Ora, con The Moon and the Stars: Prescription for Dreamers, June è finalmente sé stessa. Il disco mischia ambizione pop, onestà folk e saggezza blues. Nel giro di 14 tracce, di cui June è anche co-produttrice (insieme a Jack Splash), appaiono batterie programmate contemporanee, orchestrazioni classiche, decorazioni afrobeat, oltre alle fondamenta del suo suono: country folk, r&b e roots rock. La sua voce non è mai stata così agile: fragile in un momento (Fallin), atletica in un altro (Stay).
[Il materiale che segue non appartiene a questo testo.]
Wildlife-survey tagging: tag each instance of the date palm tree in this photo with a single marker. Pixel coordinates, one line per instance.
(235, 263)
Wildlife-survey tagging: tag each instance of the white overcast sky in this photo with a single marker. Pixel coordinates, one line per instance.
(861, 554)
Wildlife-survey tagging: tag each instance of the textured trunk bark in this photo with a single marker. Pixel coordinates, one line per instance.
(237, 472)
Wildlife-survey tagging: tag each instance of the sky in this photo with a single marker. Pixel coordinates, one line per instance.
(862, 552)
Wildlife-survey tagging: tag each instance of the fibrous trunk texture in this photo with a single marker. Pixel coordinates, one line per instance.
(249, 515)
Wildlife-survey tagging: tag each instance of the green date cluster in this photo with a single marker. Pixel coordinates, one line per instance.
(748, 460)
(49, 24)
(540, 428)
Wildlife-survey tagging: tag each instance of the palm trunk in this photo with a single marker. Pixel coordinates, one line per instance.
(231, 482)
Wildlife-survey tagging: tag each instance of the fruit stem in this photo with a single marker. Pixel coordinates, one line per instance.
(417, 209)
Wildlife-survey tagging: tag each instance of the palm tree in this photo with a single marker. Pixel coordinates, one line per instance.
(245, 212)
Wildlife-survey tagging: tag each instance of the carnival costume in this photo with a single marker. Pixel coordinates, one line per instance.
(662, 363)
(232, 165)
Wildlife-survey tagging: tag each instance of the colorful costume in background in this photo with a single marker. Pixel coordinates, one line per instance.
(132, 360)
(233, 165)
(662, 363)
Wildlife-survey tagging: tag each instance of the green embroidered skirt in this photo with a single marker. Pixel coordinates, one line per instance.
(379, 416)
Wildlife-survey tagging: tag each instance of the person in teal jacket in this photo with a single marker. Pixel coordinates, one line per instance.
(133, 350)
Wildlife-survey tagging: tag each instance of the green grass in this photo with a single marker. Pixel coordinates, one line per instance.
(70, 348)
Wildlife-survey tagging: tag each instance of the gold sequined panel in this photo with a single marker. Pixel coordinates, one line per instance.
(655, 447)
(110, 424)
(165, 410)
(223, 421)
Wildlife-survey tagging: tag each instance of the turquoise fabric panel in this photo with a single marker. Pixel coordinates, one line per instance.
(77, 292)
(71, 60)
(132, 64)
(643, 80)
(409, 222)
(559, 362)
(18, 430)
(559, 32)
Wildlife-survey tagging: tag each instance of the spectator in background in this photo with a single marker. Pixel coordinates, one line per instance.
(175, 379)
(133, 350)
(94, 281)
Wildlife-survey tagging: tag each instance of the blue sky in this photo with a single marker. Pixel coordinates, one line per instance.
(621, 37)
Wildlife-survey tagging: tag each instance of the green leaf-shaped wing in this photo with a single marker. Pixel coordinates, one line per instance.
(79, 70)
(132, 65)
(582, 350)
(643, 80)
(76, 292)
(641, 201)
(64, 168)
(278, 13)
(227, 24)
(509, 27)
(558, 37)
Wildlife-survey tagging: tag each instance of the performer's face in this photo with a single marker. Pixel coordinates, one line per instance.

Sono canzoni meditative e impressioniste, a volte addirittura anti-narrative. Within You e Stardust Scattering evocano i Beatles mistici dell’era di Revolver (“Vivere felici è solo un sogno / la coscienza dirige il flusso”, canta) e le rivelazioni zen di Leonard Cohen (“There’s a flow to everything”, dice nel verso immediatamente successivo).

Nella maggior parte dei casi, June parla e lavora ispirandosi all’eredità spirituale e musicale di icone come Sister Rosetta Tharpe, la chitarrista Jessie Mae Hemphill e la leggenda del soul Carla Thomas, che fa addirittura un cameo in Call Me A Fool. La canzone è un evidente richiamo alla Stax, uno dei sette brani che mettono in campo l’arma segreta del disco: Lester Snell, noto arrangiatore di Memphis, che qui cura le sezioni d’archi.

June scrive usando una strana e commovente seconda persona singolare e il “tu” a cui parla può essere tante cose diverse, spesso contemporaneamente: June stessa, un amante, il divino. Anche mentre esplora l’orizzonte della sua spiritualità, uno dei temi centrali di tutto il disco, si rifiuta di definirlo esplicitamente. “Alcuni la chiamano preghiera”, canta nella filastrocca conclusiva Home Inside, “sarei matta a lasciare che abbia un nome”.

The Moon and Stars sembra soprattutto un disco sulla perseveranza, la sopravvivenza e l’accettazione di sé, su come superare le cicatrici. “Contate i miei errori e moltiplicateli”, canta nella ballata eterea Colors e più avanti, nell’ariosa Smile, trasforma un classico ritornello pop (“I’ll make it through”) in un mantra.

Poi c’è Why The Bright Stars Glow, la penultima traccia del disco e il suo cuore tematico. È una ballata calda al pianoforte, il ritratto di una grazia e di un appagamento difficili da conquistare. June riflette sulla lunga strada che l’ha portata fin qui, accompagnata dagli archi avvolgenti di Snell e i gentili loop di batteria di Splash. Dove l’ha portata il viaggio sul piano astrale? A June bastano poche parole per rispondere a una domanda così difficile: “A ballare dentro il sole”.

Questo articolo è stato tradotto da Rolling Stone US.